Prioritization guidance​

  • Treat this as high-priority for any public-facing service that evaluates expressions or ingests user-supplied data structures into an expression evaluation context.
  • For internal-only services with strict input validation and no user-exposed expression interfaces, treat the upgrade as medium priority but schedule the rebuild within standard maintenance windows.

Practical tips for Windows administrators and developers​

  • Inventory Windows builds and images: many Go-built tools and agents run on Windows (agents, automation tools, developer utilities).
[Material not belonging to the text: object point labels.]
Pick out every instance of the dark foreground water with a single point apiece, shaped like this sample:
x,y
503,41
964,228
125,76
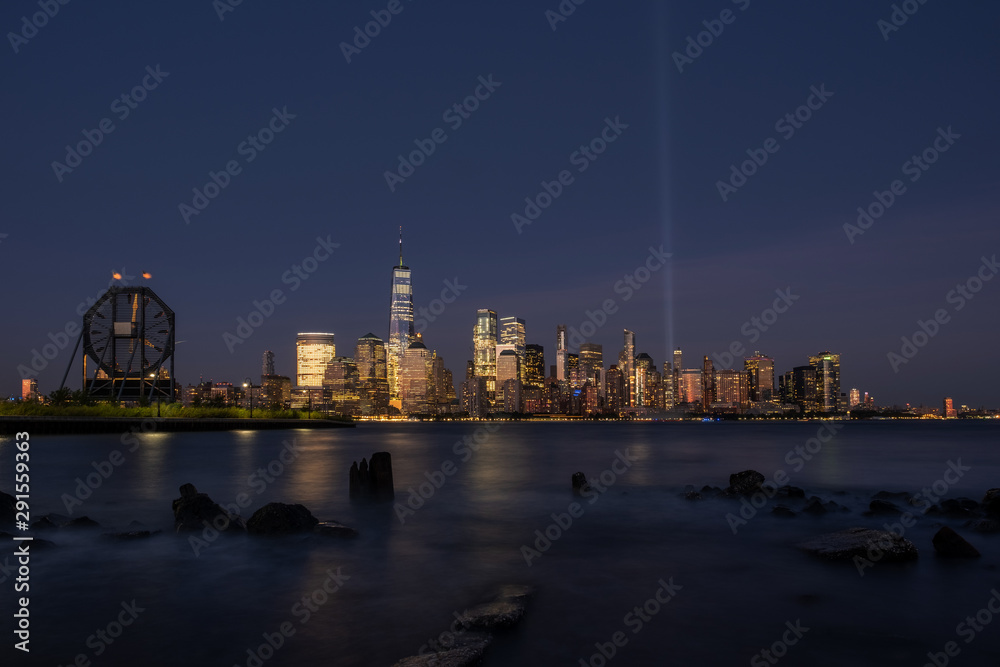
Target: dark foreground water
x,y
402,582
Check build logs and CI pipelines to determine whether a given Windows artifact was built with a module set that included Expr < 1.17.7.
  • Rebuild Windows executables: if you package Go binaries for Windows (for example, .exe from static builds), rebuilding the binary with the patched module is mandatory.
  • Use image scanning for Windows containers: if Windows containers are used, run image scans to detect vulnerable module versions.
  • Add an emergency restart policy for isolated evaluator workers: set automatic restart/back-off to avoid cascading failures if an unpatched evaluator is abused.
  • Educate dev teams: ensure developers know the danger of evaluating expressions against untrusted payloads and teach them to prefer validated, whitelisted expression features or sandboxed execution.

Conclusion​

CVE-2025-68156 is a classic and practical example of how useful helper functions can become an availability hazard when they traverse untrusted data without defensive limits. The Expr maintainers addressed the problem with a straightforward and correct fix — adding a recursion-depth guard and making it configurable — and operators can eliminate the vulnerability by upgrading to v1.17.7 and rebuilding artifacts. In the meantime, organizations should inventory usage, apply isolation and input validation, and treat expression-evaluation endpoints as security-sensitive surfaces. Algorithmic complexity and recursion vulnerabilities will continue to appear; this case reinforces the need for bounding work, adding tests for pathological inputs, and making evaluation safety explicit in both library design and operational deployment.